即ち、負けるべくして負けたという事になる。
以下に記すのは、被占領日本(Occupied Japan)に生起した諸事象の断片である。

〇酒場にて
 夜の新宿裏通り。通り雨も拭いきれなかった澱んだ空気の酒場で、
一人の中年男がブツブツと何事か呟いていた。
「好きで酒を飲んでるわけじゃねえや。この長い夜をどうすりゃいいんだ思案橋……。」
その途端、男の右手首に手錠が叩きつけられた。
「な、なんだよ。」
「オマエ、今、占領政策批判したアル。それ、許されないことアルヨ。」
中年男の隣のスツールに掛けていたのは、信難国対日占領総司令部警衛局の私服憲兵であった。
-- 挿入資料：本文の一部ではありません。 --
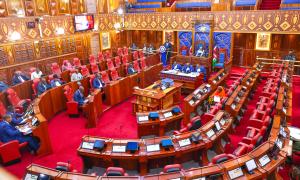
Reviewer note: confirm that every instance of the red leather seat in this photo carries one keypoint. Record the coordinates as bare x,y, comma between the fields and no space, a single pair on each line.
105,77
124,60
136,66
117,61
92,59
72,106
114,75
143,63
94,68
10,151
76,62
55,69
115,171
34,85
16,102
172,168
67,167
221,158
135,55
84,71
110,64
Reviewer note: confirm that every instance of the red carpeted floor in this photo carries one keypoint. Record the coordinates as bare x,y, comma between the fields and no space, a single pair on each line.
118,122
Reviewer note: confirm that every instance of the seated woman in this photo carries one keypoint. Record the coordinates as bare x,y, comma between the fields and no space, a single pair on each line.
8,132
187,68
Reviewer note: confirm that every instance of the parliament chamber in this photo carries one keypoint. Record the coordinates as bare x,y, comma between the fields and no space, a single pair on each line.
149,89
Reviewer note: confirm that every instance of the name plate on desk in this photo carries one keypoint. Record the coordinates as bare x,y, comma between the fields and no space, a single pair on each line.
143,118
87,145
184,142
235,173
153,148
264,160
120,149
210,133
168,114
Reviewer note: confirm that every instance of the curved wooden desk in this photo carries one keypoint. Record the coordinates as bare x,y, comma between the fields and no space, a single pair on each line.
160,125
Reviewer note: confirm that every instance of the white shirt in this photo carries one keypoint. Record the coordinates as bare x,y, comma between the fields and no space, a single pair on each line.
36,75
76,76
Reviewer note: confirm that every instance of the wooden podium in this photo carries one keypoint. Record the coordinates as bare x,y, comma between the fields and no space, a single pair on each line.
153,99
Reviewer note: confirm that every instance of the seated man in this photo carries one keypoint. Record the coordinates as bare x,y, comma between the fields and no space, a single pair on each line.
42,86
187,68
176,66
55,82
3,86
200,52
98,83
79,96
9,133
19,77
36,74
76,76
130,69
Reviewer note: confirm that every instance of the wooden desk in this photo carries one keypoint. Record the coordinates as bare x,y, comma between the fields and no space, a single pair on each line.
194,103
150,99
158,126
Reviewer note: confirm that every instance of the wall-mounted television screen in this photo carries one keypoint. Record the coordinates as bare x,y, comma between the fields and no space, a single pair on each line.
84,22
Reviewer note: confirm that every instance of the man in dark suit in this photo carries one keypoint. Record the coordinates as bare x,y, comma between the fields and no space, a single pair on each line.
9,133
98,82
42,86
79,96
19,77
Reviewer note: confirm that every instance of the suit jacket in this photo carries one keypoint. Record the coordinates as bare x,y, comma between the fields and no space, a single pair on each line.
187,69
17,79
176,67
42,87
79,97
97,83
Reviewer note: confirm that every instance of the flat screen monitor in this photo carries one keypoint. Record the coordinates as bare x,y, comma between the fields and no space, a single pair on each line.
84,22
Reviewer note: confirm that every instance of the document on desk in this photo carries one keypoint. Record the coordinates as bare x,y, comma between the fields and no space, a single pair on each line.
87,145
168,114
153,148
184,142
235,173
143,118
119,148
彼らは日本全国至る所に紛れこんでいた。
なにしろ人材(?)には事欠かない。本国のアブレ者を十万人単位で送りこんできているのだから。
行く行くは二、三億人で日本を埋め尽くし、若い女を除いた他の者は皆、海に追い落としてしまおうという計略なのだ。
私服が中年男に言った。
「小声駄目アル。大声で話すヨロシ。他人の迷惑? 信難語の辞書にそんなのないアルヨ。」
私服は、中年男の左手に空いているワッパを嵌め、両手錠にして曳きたてながら、なおも親切(?)に彼らの流儀を説明していた。
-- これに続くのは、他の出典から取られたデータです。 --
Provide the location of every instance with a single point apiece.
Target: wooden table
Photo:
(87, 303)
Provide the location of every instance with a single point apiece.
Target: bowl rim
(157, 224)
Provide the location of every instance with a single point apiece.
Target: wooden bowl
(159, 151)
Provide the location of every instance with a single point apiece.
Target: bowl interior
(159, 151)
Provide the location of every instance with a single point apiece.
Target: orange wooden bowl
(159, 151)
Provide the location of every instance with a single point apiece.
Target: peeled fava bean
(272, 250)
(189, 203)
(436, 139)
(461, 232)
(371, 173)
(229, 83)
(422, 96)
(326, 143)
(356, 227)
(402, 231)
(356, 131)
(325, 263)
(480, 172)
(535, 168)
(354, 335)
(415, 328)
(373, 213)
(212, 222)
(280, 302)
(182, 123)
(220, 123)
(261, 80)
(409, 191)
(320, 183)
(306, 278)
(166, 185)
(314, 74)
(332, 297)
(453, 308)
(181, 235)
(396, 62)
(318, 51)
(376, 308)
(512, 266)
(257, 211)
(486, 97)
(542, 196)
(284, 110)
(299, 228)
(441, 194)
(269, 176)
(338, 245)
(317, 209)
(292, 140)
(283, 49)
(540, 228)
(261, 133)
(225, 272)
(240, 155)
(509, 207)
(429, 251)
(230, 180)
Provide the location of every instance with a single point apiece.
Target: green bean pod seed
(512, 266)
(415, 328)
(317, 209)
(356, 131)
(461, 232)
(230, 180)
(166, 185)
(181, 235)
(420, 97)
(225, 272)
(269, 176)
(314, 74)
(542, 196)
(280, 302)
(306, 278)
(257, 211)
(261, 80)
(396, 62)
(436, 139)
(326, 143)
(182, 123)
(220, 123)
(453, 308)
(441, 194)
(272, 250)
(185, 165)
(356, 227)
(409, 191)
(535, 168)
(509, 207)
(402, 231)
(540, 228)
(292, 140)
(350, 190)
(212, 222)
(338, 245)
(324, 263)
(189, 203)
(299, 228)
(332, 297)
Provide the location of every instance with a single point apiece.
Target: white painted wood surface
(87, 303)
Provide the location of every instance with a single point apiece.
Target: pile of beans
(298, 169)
「列作って並ぶ。温和しく順番待つ。ホント日本人パカネ。割りこみ上等ヨ。欲しいものは何でも力ずくで奪う、これ正義ネ。自分が正義だとどこまでも大声で言うだけ。恥? それも辞書にないアルヨ。力が足りなかったら、地べたに転がって泣き喚く。信難人四千年の知恵ヨ。」
出入り口まで来ると、私服は振り返り、酒場内を見渡して厳かな声でこう告げた。
「だからオマエタチ劣等日本人は、我々を見習って同じようにするヨロシ。」
中年男を急かしながら、乱暴にドアを閉めて私服憲兵は出て行った。
酒場はしばらく静まり返っていたが、やがて堪りかねたカウンター内のバーテンが、叫ぶように言うのだった。
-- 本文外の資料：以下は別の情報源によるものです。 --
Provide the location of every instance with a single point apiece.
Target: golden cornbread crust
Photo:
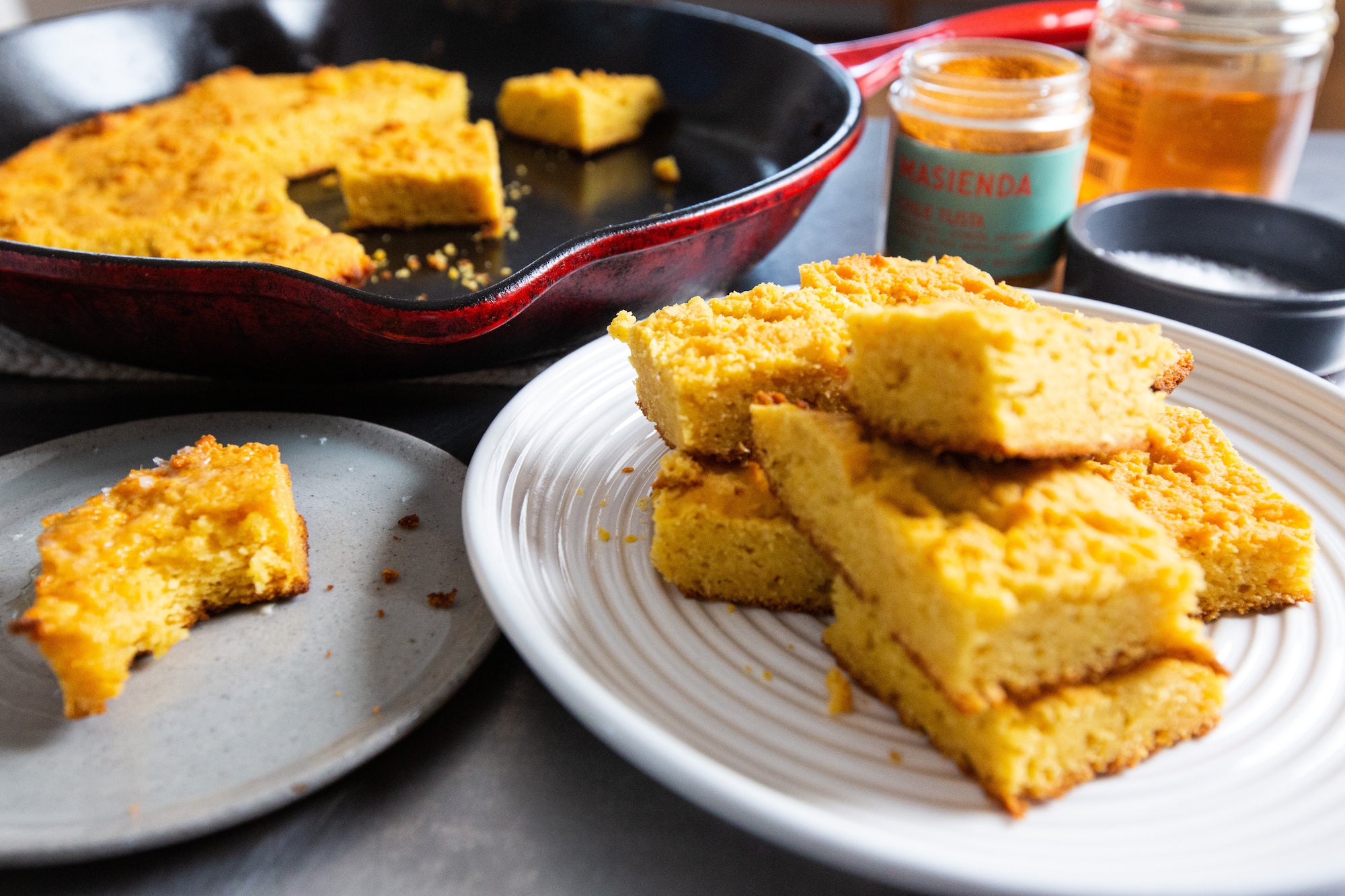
(1038, 751)
(591, 111)
(722, 536)
(699, 364)
(1005, 580)
(1256, 546)
(205, 174)
(1001, 382)
(134, 568)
「皆さん。静かにしていたら、また因縁、いやその、お咎めを受けますよ。さあ、賑やかに、賑やかに。」
有線の音量が増し、わざとらしく声を張って話し始める者がいる一方で、そそくさと店を出て行く者もいた。

〇軽団連本部にて
   (注)軽団連とは、軽佻浮薄団体連合会と陰口されている
    組織の略称である。心ある日本人は、目先の金のこと
    しか考えない考えられない、この売国亡国の組織を
    軽蔑していた。
 今しも、その軽団連会長が、御用テレビのインタビューを受けているところである。
「司令部の指導宜しきを得て、私どもの経済活動は順調に推移しております。労働力不足も移民、いや、失礼、これは単なる人口移動でしたな。とにかく問題は解消しつつあり、工業生産は軌道に乗っています。繰り返しますが、これも偏に御指導の賜物と、私ども一同感涙に咽んでおります。と共に、信難国発展の一翼を担うことを許されたことは、この上ない名誉と心得ておる次第です。司令部と信難国指導部が、更なる栄光に包まれんことを!」
テレビカメラに向かって満面の笑みを浮かべた会長は、まだ言い足りないと思ったのか更に言葉を付け加えた。
「私どもも満腔の熱意と賛意を以て、偉大なる長征の隊伍に続きたいと念じております。革命万歳!」
新聞その他のメディアの記者たちも、当然といった顔で録音しメモを取っている。
彼らの遣り方も精神も以前と、つまり侵略を受けて占領される前と、何ら変わりはなかった。彼らに精神というものがあればの話だが。

〇人民会堂にて
 嘗て国会議事堂と呼ばれた建物は、周囲に林立した毒々しい色の旗で悪趣味に飾り立てられていた。
議場では、司令部によって選別され選任された名ばかりの議員を前に、執政官が演説していた。
この執政官も、言うまでもなく司令部に担がれた軽くてパーの神輿であった。
戦争前から手懐けられ、嬉々として自ら走り使いを務めていた男である。
その名を、土呂山木偶夫(Doroyama Dekuo)という。
土呂山執政官は、自己陶酔の極みといった表情で、演説を続けた。
「私は何よりも平和を愛する男です。平和への思い、それは全国民の思いでもあります。その思いを全身で担い、その実現のために粉骨砕身奮励努力してまいりました。それが遂に成就したのです。奴隷の平和! なんと素晴らしいことではありませんか。私はこの隷属状態を維持永続すべく、これからも全力を尽くす所存であります。トラスト ミー。」
議場は万雷の拍手で揺れた。傍聴席で目を凝らしている監視要員に、気のない様子を見咎められたら、彼らの一存で直ちに収容所送りになるのだから当然だ。
こうして日本は終わったのである。